Ramazan Güngör: Bildiğiniz gibi Fokus, Arthur Miller’in yazdığı iki romandan biri. Daha çok oyun yazarı olarak öne çıkan Miller, karakter inşa etmekteki başarısını romana da taşımış. Romanı okumaya başladıktan sonra karakterleri hemen yan tarafınızda yaşayan komşularınızmış gibi hissediyorsunuz. Bay Newman’ın sizi ara sıra çileden çıkarması biraz da bu yüzden. Bu kadar canlı çizilen karakterlerin olduğu son derece akıcı bir üsluba sahip bir romanı Türkçeye çevirmenin birtakım güçlükleri olduğu yadsınamaz ama çevirdiğiniz metne olan sevginiz ve duyduğunuz yakınlık bu zorluklar karşısında size güç veriyor. Dediğiniz gibi zorlayıcı metafor ve betimlemeler vardı romanda. Kimi zaman ana dili İngilizce olan birkaç arkadaşımla söz konusu bölümlerle ilgili görüş alışverişinde bulundum. Bunun çeviriye ciddi bir katkısı olduğunu söyleyebilirim. Kendilerine teşekkür ediyorum. Zaman zaman şiirselliğe kayan cümleler de vardı romanda. Kendim de şiir yazan biri olduğum için bu bölümleri çevirmekten ayrı bir keyif aldığımı söyleyebilirim. Miller’ın zengin ve akıcı anlatımını yakalamak için özellikle gayret sarf ettiğimi söyleyebilirim.
İkinci Dünya Savaşı ve anti-semitizm üzerine araştırma yapmanız gerekti mi? Ne tür kaynaklardan faydalandınız?
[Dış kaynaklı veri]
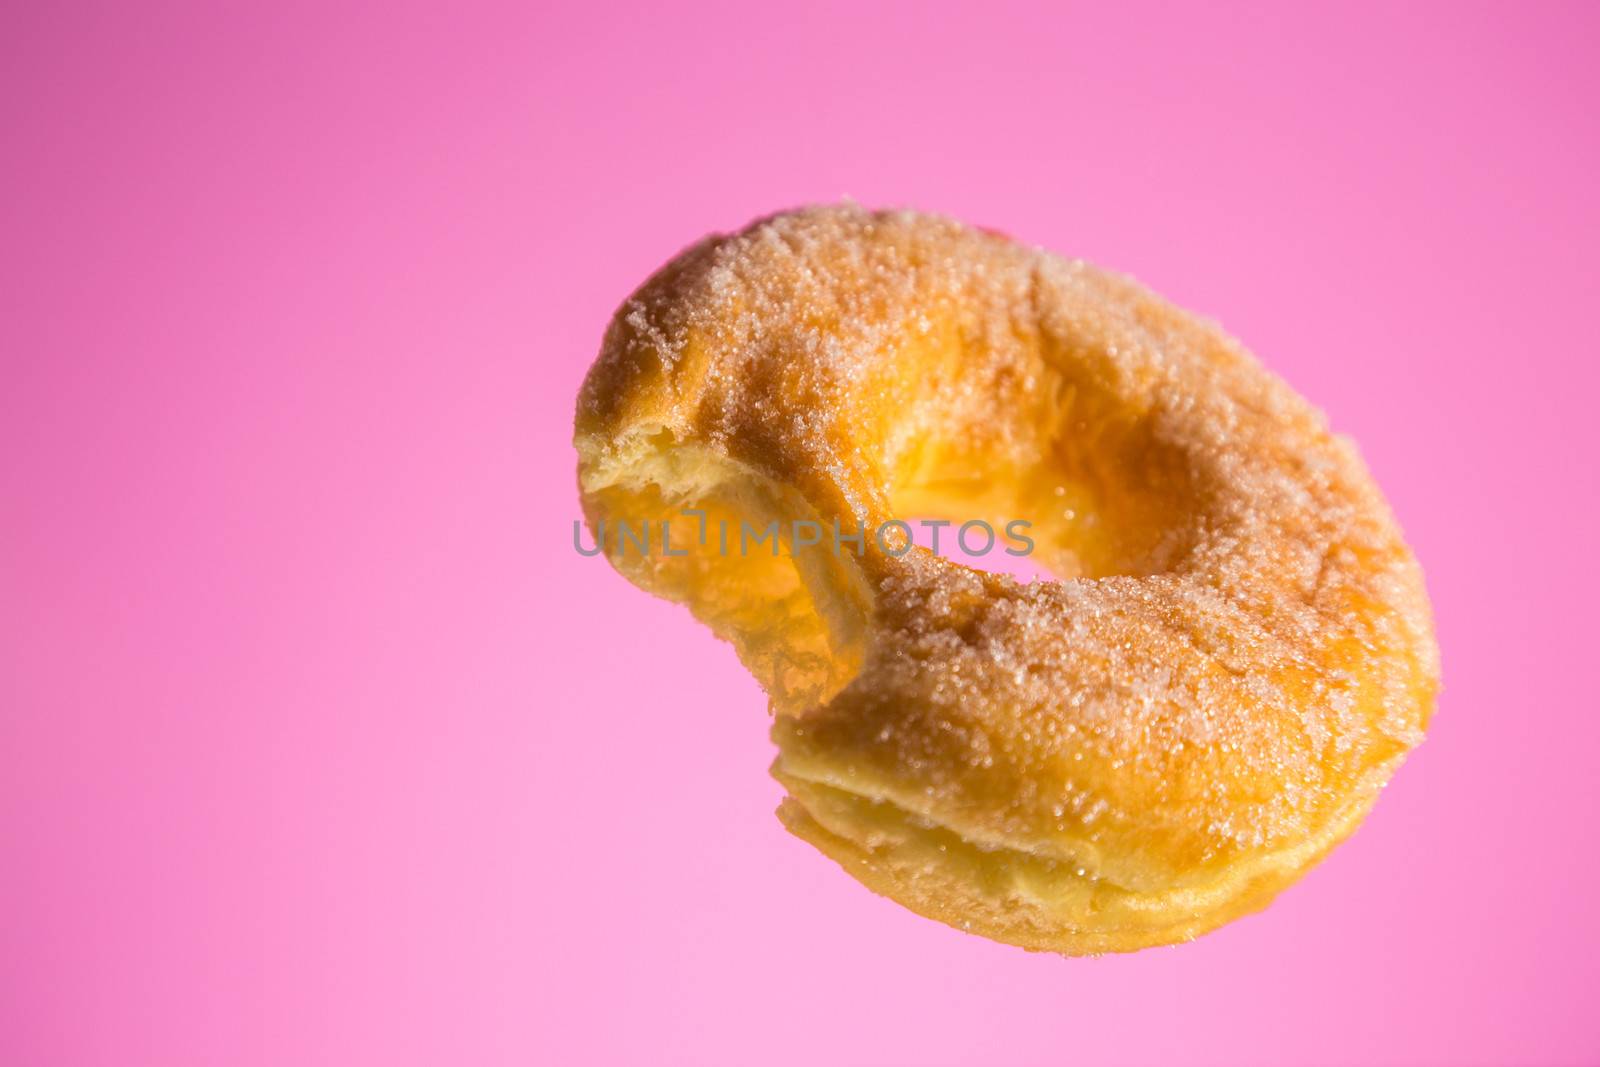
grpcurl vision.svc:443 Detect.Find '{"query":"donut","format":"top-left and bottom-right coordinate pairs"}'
top-left (573, 205), bottom-right (1438, 954)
Ramazan Güngör: İkinci Dünya Savaşı sırasında tavan yapan Yahudi karşıtlığı hiçbirimizin yabancısı olduğu bir konu değil ama bunun Amerika’daki yansımalarından pek haberdar değildim. Özellikler Hıristiyan Cephesi (Christian Front) üzerinde biraz okuma yapmam gerekti. Ayrıca romanda geçen Peder Coughlin gibi karakterler üzerinde kısa araştırmalar yaptım. Mümkün olduğunca dönemin ruhu ile ilgili bilgilere de ulaşmaya çalıştım. Araştırmaları büyük ölçüde internet üzerindeki kaynaklardan yaptığımı söyleyebilirim. Romanın bir bölümde Walt Disney’in o yıllarda kullandığı animasyon betimleniyor. Söz konusu animasyonu bulabilmek için Walt Disney’in geçmişten günümüze kullandığı bütün animasyonları izlemek zorunda kaldım. Bunlar elbette biraz zaman alıcı şeyler ama aynı zamanda keyifli de…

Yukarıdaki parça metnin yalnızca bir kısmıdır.